By Floro Mercene
While capsule toys originated overseas, gachapon or gashapon are uniquely Japanese. The terms gachapon or gashapon refer to a variety of vending machine-dispensed capsule toys popular in Japan. ‘gacha’ or ‘gasha’ is onomatopoeic from Japanese sounds for the hand-cracking action of a toy-vending machine, and ‘pon’ for the toy capsule landing in the collection tray.
In 1965, gachapon was born when Ryuzo Shigeta set up the capsule vending machine at his shop in Tokyo. Gachapon refers to both the vending machines and the capsule toys they spit out. When you crack open one of these plastic eggs, you’ll never know what you’ll get. It is a roughly 30 billion industry with 150 new toys hatched every month.

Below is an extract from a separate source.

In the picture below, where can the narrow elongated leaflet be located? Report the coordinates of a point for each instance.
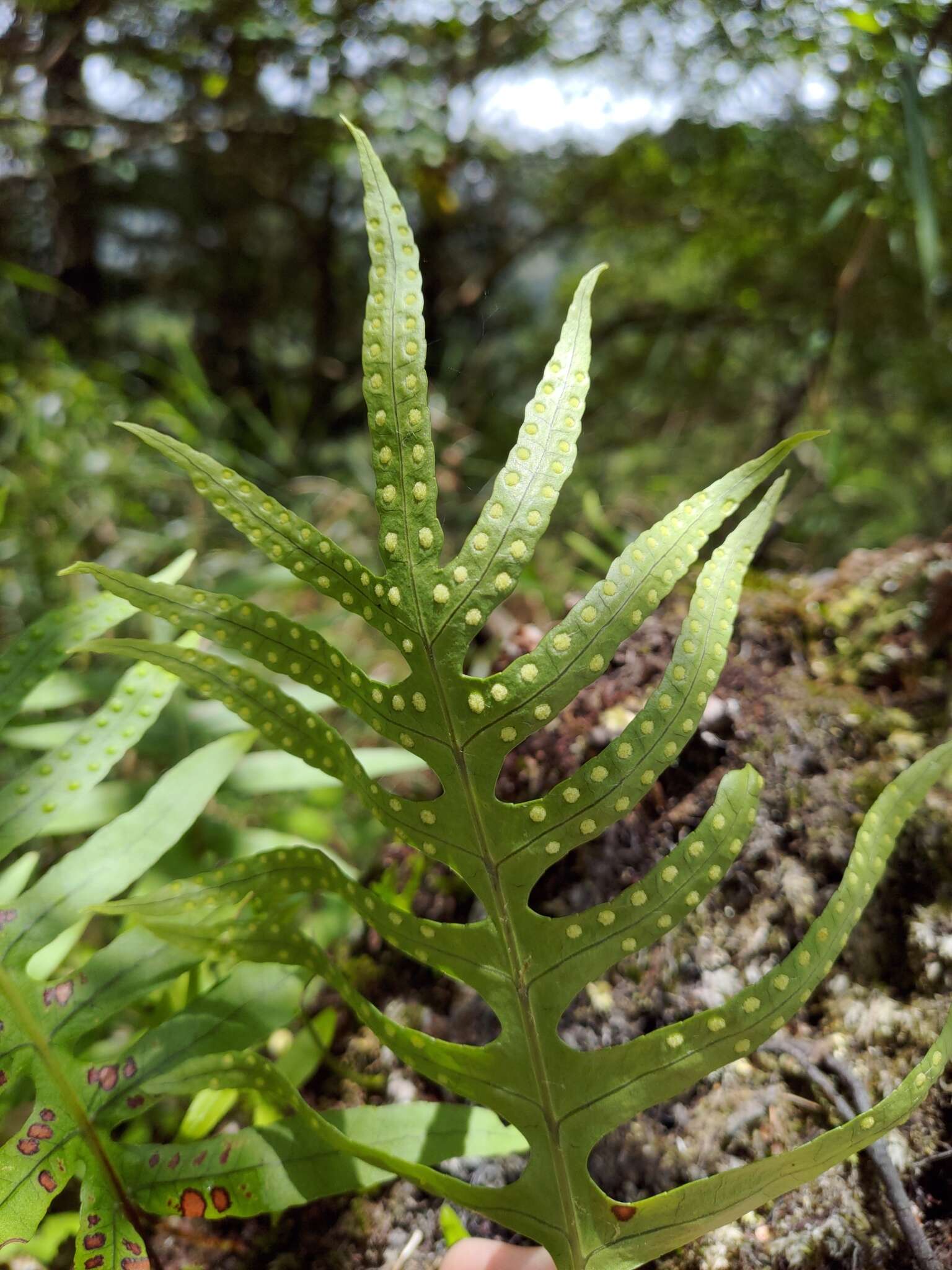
(47, 643)
(527, 967)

Gachapon used to be mainly figures, but recently they are small items you can place around your computer, or strap to your smartphone or keychain. Gachapon are remarkable for their multiplicity, craftsmanship and sheer wackiness. Hand-carved in Japan with the fastidious attention to detail as proto-types, then manufactured and hand-painted elsewhere in Asia, gachapon lead a brief retail existence. Bandai launches 30 to 40 new gachapon every month, priced 100 yen to 500 yen a piece, some tied to seasonal events. Popular gachapon can sell out in a week or two; while some see repeat production runs, the vast majority are done after only one batch.
Gachapon machines were at first large and clunky and delivered the capsule to a basket at the bottom. Today they’re slim, double-decker affairs, allowing them to be lined up by the dozen in compact rows. This can be done anywhere, since most don’t’ require electricity. While originally confined to candy shops for kids, and roof garden of department stores, now gachapon are found everywhere from street corners, convenience stores, supermarkets, train stations, airports and tourist spots.